In cities where the dining is plentiful, the physical design of a restaurant is instrumental in creating its mood, personality, and the overall experience guests can have. For Butch’s Dry Dock in downtown Holland, Michigan, what started as a concept focused on deli fare and wine retail, has evolved in the last two decades to include an array of dining experiences under a single roof and menu.
The longevity of the restaurant and its many personalities is largely credited to a cultivated relationship between restauranteur, Butch TerHaar, owner and founder of Butch’s Dry Dock, and designer Dennis Reckley, principal and lead architect at SVB + Reckley Architects in Holland, Michigan.
It is a relationship established on a shared enjoyment of fine wine and a continued collaboration on a handful of TerHaar’s projects in the Holland area, including his home and personal cottage. Throughout the years, the pair have carefully curated both the Butch’s Dry Dock brand and its physical space within Holland’s active Eighth Street to appeal to both first-time guests as well as those who have enjoyed the concept since its inception as an off-site deli and wine shop.
“[TerHaar] wanted to pull that following with him and then expand the concept to also include fine dining back when Holland was first beginning to revitalize itself,” Reckley said. “There was only one other high-end restaurant in town so we wanted to capitalize on that as the downtown area changed its vernacular. Butch would be ahead of the curve with this restaurant.”
Since moving Butch’s Dry Dock to its current address at 44 E. 8th Street—in what was once a sprawling downtown butcher shop—Reckley and TerHaar have gradually adapted the interior to include new restaurant segments designed to evoke different moods. In 2017, SVB + Reckley Architects collaborated once more with TerHaar to expand and upgrade the wine and craft cocktail bar as a contemporary evening destination working in tandem with the New American Cuisine-inspired menu.
From floor to ceiling, textural details surround sleek furnishings and dim lighting to create a fresh, elegant take on the modern lounge.

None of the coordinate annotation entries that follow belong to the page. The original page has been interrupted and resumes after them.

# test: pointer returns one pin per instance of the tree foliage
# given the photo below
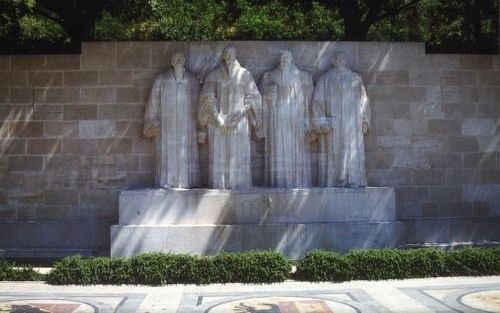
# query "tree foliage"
(446, 26)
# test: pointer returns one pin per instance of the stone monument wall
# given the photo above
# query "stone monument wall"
(71, 136)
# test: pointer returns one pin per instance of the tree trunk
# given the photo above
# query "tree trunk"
(355, 30)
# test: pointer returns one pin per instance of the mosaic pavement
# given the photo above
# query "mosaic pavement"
(460, 295)
(68, 303)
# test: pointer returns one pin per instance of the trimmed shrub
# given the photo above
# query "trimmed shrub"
(322, 265)
(398, 264)
(251, 267)
(101, 270)
(473, 262)
(23, 273)
(166, 268)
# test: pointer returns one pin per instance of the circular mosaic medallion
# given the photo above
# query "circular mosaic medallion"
(45, 306)
(282, 305)
(483, 300)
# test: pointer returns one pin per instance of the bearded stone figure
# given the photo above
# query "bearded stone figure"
(171, 118)
(230, 105)
(341, 115)
(287, 99)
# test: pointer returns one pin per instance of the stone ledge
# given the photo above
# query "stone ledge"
(255, 206)
(294, 240)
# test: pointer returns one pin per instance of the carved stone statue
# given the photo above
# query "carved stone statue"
(287, 95)
(171, 118)
(230, 104)
(341, 113)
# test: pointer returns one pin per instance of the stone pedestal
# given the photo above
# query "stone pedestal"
(292, 221)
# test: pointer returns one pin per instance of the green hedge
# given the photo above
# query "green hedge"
(9, 271)
(161, 268)
(397, 264)
(265, 267)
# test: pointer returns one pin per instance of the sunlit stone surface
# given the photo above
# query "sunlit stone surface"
(292, 221)
(170, 118)
(287, 95)
(341, 115)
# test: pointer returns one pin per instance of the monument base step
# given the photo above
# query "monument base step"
(448, 230)
(294, 240)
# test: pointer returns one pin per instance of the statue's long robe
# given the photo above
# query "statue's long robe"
(340, 96)
(173, 105)
(286, 122)
(229, 154)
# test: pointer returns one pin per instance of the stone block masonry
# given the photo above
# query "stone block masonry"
(70, 136)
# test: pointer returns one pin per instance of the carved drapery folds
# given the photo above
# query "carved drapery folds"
(229, 111)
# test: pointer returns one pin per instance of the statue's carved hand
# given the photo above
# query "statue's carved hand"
(151, 129)
(365, 128)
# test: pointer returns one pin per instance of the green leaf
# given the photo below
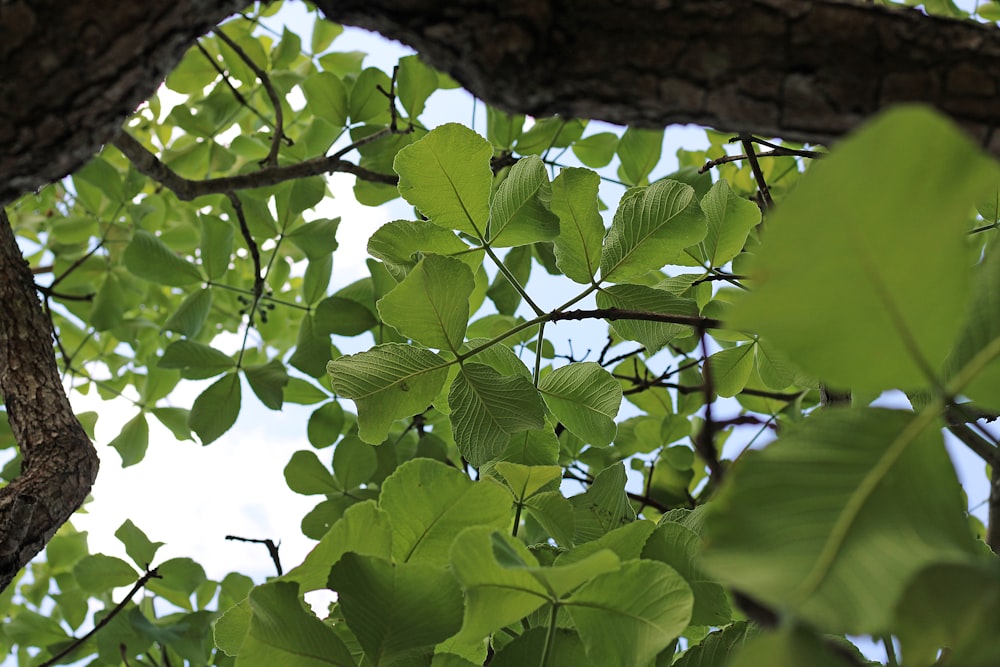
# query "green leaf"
(596, 150)
(395, 610)
(973, 354)
(388, 382)
(415, 83)
(730, 369)
(325, 424)
(151, 259)
(603, 506)
(526, 481)
(326, 96)
(216, 246)
(730, 219)
(651, 225)
(363, 529)
(215, 410)
(628, 616)
(431, 305)
(109, 304)
(138, 547)
(585, 398)
(789, 646)
(519, 212)
(943, 606)
(268, 382)
(906, 299)
(715, 649)
(283, 632)
(424, 525)
(190, 354)
(342, 317)
(488, 407)
(832, 519)
(317, 278)
(581, 228)
(179, 579)
(316, 239)
(324, 32)
(133, 440)
(306, 475)
(98, 573)
(354, 462)
(680, 548)
(447, 176)
(368, 103)
(652, 335)
(190, 316)
(402, 243)
(639, 151)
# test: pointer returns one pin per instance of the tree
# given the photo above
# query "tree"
(443, 527)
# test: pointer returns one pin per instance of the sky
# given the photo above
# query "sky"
(190, 497)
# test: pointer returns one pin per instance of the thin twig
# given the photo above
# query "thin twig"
(149, 574)
(751, 155)
(186, 189)
(272, 157)
(272, 549)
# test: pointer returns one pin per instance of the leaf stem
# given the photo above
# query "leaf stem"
(550, 635)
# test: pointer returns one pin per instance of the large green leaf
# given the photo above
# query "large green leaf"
(603, 506)
(283, 632)
(680, 548)
(488, 407)
(216, 409)
(652, 335)
(975, 354)
(388, 382)
(730, 219)
(581, 228)
(151, 259)
(519, 212)
(878, 222)
(429, 503)
(396, 610)
(363, 529)
(401, 244)
(585, 398)
(628, 616)
(833, 518)
(944, 607)
(651, 225)
(431, 305)
(447, 176)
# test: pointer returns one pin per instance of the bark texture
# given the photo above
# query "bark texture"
(71, 71)
(58, 462)
(808, 71)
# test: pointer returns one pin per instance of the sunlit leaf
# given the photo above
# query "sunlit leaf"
(907, 300)
(834, 518)
(651, 225)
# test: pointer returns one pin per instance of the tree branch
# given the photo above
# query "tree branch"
(187, 189)
(827, 65)
(59, 462)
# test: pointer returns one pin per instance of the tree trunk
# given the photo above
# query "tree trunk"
(806, 71)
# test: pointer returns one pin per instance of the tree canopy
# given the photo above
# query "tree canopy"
(486, 494)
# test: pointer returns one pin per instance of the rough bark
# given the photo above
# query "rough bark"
(71, 71)
(808, 71)
(58, 462)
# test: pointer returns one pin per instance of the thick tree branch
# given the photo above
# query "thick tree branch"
(71, 71)
(801, 70)
(59, 463)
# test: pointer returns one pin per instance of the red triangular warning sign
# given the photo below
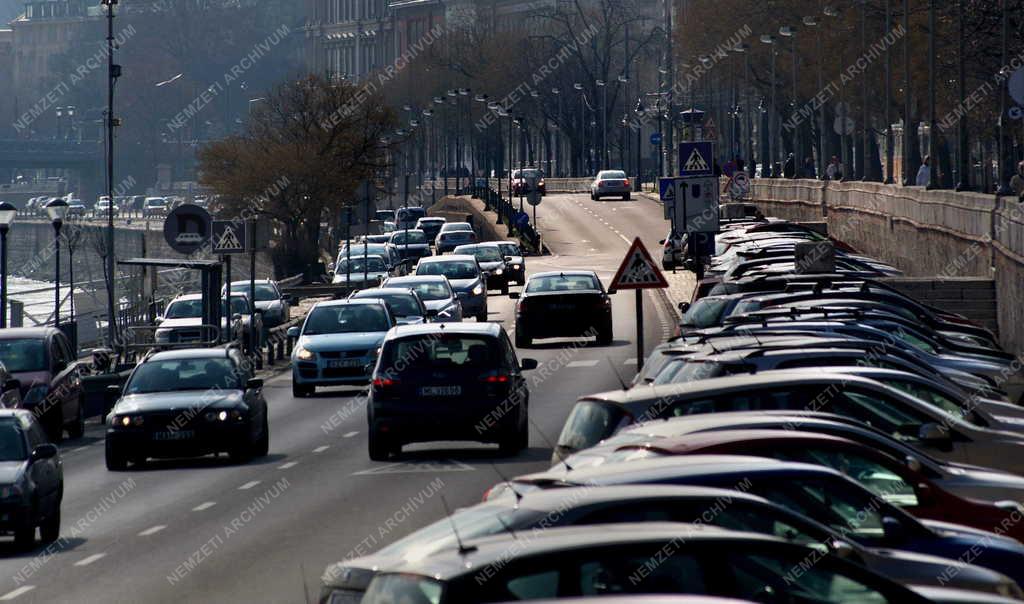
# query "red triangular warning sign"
(638, 270)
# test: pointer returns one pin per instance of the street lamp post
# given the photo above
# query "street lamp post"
(57, 211)
(7, 213)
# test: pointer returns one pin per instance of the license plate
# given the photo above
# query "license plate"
(175, 435)
(440, 391)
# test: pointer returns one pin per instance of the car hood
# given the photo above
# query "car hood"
(156, 401)
(11, 471)
(353, 341)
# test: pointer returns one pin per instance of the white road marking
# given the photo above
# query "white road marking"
(15, 593)
(89, 560)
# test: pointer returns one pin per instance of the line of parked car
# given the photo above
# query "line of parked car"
(805, 437)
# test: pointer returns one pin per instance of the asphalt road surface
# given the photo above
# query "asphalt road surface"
(206, 530)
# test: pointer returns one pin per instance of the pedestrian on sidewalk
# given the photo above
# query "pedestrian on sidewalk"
(925, 172)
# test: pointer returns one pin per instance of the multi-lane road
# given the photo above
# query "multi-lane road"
(207, 530)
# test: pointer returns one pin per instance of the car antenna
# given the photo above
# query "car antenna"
(463, 550)
(617, 377)
(505, 479)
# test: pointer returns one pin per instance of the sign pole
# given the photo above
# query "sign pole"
(639, 330)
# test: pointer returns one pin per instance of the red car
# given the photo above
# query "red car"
(519, 181)
(888, 478)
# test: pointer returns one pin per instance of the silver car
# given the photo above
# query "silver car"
(610, 183)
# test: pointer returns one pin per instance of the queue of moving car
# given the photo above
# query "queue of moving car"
(804, 437)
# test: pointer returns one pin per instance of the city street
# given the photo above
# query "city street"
(207, 530)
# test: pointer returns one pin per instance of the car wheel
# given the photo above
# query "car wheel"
(49, 530)
(302, 390)
(263, 443)
(25, 537)
(117, 461)
(77, 429)
(378, 446)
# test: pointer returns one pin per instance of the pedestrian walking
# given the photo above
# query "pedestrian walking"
(925, 172)
(790, 169)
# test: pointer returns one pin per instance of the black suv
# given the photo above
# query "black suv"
(449, 382)
(31, 479)
(188, 402)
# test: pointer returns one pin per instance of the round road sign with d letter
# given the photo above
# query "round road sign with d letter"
(186, 228)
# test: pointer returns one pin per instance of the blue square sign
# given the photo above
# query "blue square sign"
(696, 159)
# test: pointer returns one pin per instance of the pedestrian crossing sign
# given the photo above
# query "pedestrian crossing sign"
(638, 270)
(229, 236)
(695, 159)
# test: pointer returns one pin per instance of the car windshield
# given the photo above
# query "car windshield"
(183, 374)
(510, 249)
(27, 354)
(401, 304)
(409, 236)
(12, 446)
(435, 351)
(346, 318)
(452, 268)
(485, 254)
(184, 309)
(360, 264)
(264, 292)
(562, 283)
(430, 290)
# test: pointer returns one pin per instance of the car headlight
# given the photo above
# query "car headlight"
(11, 491)
(36, 395)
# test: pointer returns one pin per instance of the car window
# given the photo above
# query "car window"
(184, 309)
(12, 447)
(562, 283)
(24, 354)
(185, 374)
(758, 574)
(453, 268)
(347, 318)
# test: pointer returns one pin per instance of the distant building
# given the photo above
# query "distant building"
(348, 38)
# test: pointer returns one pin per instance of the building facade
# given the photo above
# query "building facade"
(348, 38)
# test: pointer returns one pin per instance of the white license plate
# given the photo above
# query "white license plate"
(440, 391)
(175, 435)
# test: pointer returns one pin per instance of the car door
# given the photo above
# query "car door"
(44, 474)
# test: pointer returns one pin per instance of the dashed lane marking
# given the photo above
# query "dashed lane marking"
(15, 593)
(89, 560)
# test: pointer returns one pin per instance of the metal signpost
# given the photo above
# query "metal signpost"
(639, 272)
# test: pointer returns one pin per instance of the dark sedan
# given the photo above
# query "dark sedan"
(562, 304)
(188, 402)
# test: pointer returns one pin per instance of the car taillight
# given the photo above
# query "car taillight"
(381, 383)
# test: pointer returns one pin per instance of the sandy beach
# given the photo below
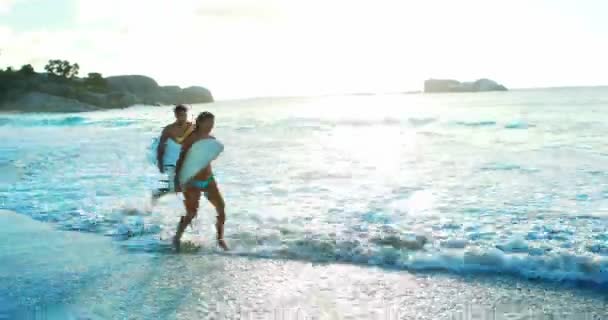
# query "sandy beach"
(63, 274)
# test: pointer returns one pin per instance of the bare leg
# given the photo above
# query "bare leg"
(215, 197)
(158, 194)
(191, 202)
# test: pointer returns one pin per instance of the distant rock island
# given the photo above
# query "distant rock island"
(59, 89)
(447, 85)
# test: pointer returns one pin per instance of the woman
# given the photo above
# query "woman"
(203, 181)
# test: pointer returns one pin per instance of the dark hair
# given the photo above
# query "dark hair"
(204, 116)
(179, 108)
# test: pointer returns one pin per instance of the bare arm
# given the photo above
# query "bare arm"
(160, 152)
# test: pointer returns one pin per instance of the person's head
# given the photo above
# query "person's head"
(181, 114)
(205, 121)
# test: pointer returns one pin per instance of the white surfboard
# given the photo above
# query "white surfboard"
(198, 157)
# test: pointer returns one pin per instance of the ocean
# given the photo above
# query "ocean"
(497, 190)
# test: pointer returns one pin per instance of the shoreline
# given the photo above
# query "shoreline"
(110, 282)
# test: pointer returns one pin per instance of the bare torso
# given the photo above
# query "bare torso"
(176, 132)
(188, 142)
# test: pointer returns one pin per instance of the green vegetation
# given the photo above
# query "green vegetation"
(60, 89)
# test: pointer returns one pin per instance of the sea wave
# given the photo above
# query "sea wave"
(409, 253)
(70, 121)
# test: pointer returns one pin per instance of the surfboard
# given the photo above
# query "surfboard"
(152, 149)
(198, 157)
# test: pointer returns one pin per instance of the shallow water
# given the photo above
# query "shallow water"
(496, 182)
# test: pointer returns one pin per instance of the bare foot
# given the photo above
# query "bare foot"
(222, 244)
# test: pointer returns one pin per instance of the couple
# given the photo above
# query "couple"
(175, 141)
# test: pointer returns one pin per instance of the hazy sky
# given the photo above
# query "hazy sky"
(292, 47)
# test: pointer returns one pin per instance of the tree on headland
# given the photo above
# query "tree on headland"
(27, 70)
(96, 82)
(62, 69)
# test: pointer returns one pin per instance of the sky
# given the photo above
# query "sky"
(254, 48)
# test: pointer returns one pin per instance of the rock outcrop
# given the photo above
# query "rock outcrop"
(40, 93)
(448, 85)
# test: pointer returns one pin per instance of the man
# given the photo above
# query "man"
(169, 147)
(203, 181)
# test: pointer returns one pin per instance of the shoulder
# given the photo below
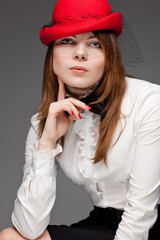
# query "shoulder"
(35, 122)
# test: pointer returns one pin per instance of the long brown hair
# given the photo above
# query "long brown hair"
(111, 90)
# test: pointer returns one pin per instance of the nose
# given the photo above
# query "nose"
(80, 56)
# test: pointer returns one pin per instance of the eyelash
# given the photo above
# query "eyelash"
(68, 39)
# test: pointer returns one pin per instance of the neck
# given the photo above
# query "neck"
(80, 92)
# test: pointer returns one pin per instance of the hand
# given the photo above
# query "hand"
(57, 123)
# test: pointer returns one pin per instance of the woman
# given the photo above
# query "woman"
(100, 126)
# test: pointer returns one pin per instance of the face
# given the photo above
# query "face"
(71, 54)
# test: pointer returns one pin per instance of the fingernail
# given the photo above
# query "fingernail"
(88, 107)
(79, 116)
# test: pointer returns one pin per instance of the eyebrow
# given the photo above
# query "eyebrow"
(88, 38)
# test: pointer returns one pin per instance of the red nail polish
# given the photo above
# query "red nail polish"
(79, 116)
(88, 107)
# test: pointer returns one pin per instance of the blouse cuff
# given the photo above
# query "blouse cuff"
(44, 160)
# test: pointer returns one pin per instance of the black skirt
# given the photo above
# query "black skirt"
(101, 224)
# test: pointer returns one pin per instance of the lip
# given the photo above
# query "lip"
(79, 68)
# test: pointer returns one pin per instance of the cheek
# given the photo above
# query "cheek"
(99, 67)
(57, 64)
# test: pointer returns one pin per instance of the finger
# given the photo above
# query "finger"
(61, 91)
(71, 118)
(78, 104)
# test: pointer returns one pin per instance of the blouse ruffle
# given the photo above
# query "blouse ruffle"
(88, 132)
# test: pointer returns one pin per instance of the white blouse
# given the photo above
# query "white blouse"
(130, 183)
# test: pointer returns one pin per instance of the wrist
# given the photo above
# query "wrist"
(45, 145)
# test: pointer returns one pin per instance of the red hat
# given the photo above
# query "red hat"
(72, 17)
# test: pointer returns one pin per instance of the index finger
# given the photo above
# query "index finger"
(61, 92)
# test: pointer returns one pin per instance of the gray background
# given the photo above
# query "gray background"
(21, 67)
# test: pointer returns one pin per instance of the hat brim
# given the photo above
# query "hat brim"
(70, 28)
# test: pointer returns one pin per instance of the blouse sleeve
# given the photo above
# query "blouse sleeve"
(37, 193)
(140, 212)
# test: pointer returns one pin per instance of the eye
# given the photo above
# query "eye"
(96, 44)
(66, 41)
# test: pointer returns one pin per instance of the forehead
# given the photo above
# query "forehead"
(83, 36)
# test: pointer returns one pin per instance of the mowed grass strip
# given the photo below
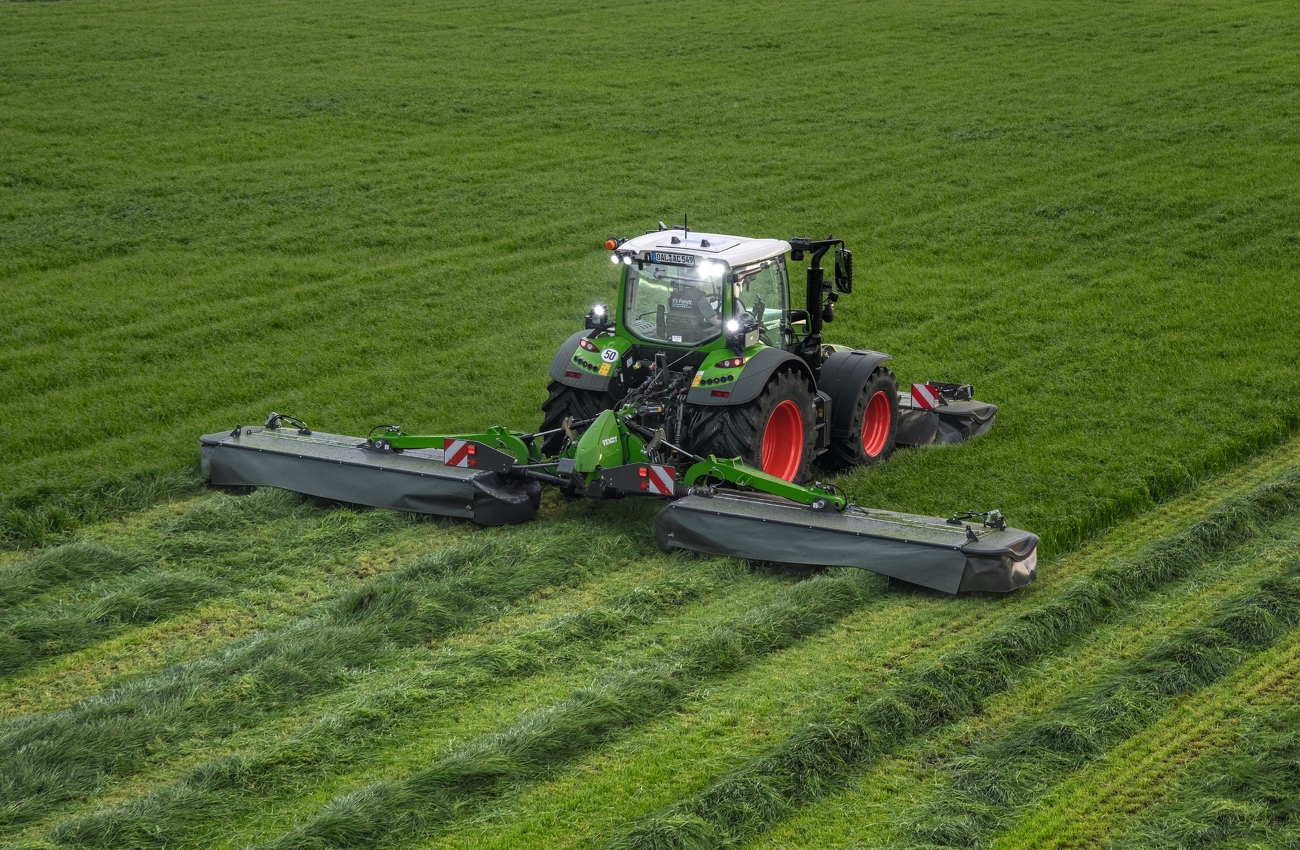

Speckled wood floorboards are accompanied in some areas by dark brick flooring in herringbone patterns, and cream-colored tin ceilings featuring delicate patterns provide a crisp parallel. To update the bar, Reckley proposed a black tile base for durability, completed with a zinc metal slab framed in black wood on top. Glass tiles behind bottle displays reflect LED lighting from fixtures formed by metal bands wrapped into orbs. An assortment of low and high-top tables—some with cushioned banquettes and others with window seats—provide seating variety and finish the comfortable atmosphere.
“[Reckley] has a good ability of creating the space to fit the attitude of the offering,” TerHaar said. “Initially, the feeling was different; and as we evolved and remodeled, we managed to bring other [elements in] so that it has a finer, elegant feel. I think he has a really good ability to fit the atmosphere to the offering.”
The cocktail lounge is one of five designed experiences within Butch’s Dry Dock. It is joined by the initial fine dining area dressed in white linens and natural light, and a patio enclosure with views of a nearby college and church, designed for enjoyment on casual summer nights. On the lower level, Reckley designed a banquet-style cellar: a long 26-seat room framed by murals of a vineyard at dusk and a cloudy sky lit from within. A little over a year ago, Reckley and TerHaar created a new experience called Butch’s Ondergrond in the belly of the building: a classic speakeasy-inspired lounge featuring low ceilings, rough wood details, and black metal piping.
“The thing about going to Butch’s is you really have five different experiences that you can have,” Reckley said. “One of my favorite things about it is I know I can always go there. Whatever experience I’m looking for in that day, it’s at Butch’s.”
A variety of spatial selections mirror the establishment’s diverse catalogue of wine—more than 800 bottles—and a menu that continues to adapt with culinary trend and kitchen creativity—currently under direction of Chef Ryan Boersema. As a space housing many programmatic elements, design personalities, and memories, Butch’s Dry Dock is a project exemplifying Reckley’s ability to create lasting relationships with clients founded on trust and design intuition.
SVB + Reckley Architects has completed a diverse array of projects that differ in size, scope, location, and industry. Regardless the project typology, Reckley’s process begins with a careful consideration of the client’s needs, the potential for a lasting relationship, and the end goal of utilizing architecture to satisfy passion.
“I think Butch’s is an example of a long-term relationship, which is what we try to establish with our clients,” Reckley said. “I’ve done work with Butch for 25 years; it’s a repeat relationship that shows respect from both sides. For a restaurant to be around for 25 years is saying something in itself. Butch’s has gone through recession, changes in food attitude, and what people look at for entertainment. I respect that he’s been able to move through that and stay ahead of the game. It’s a long-term relationship which, I think, shows a lot about both the restaurant and SVB Reckley.”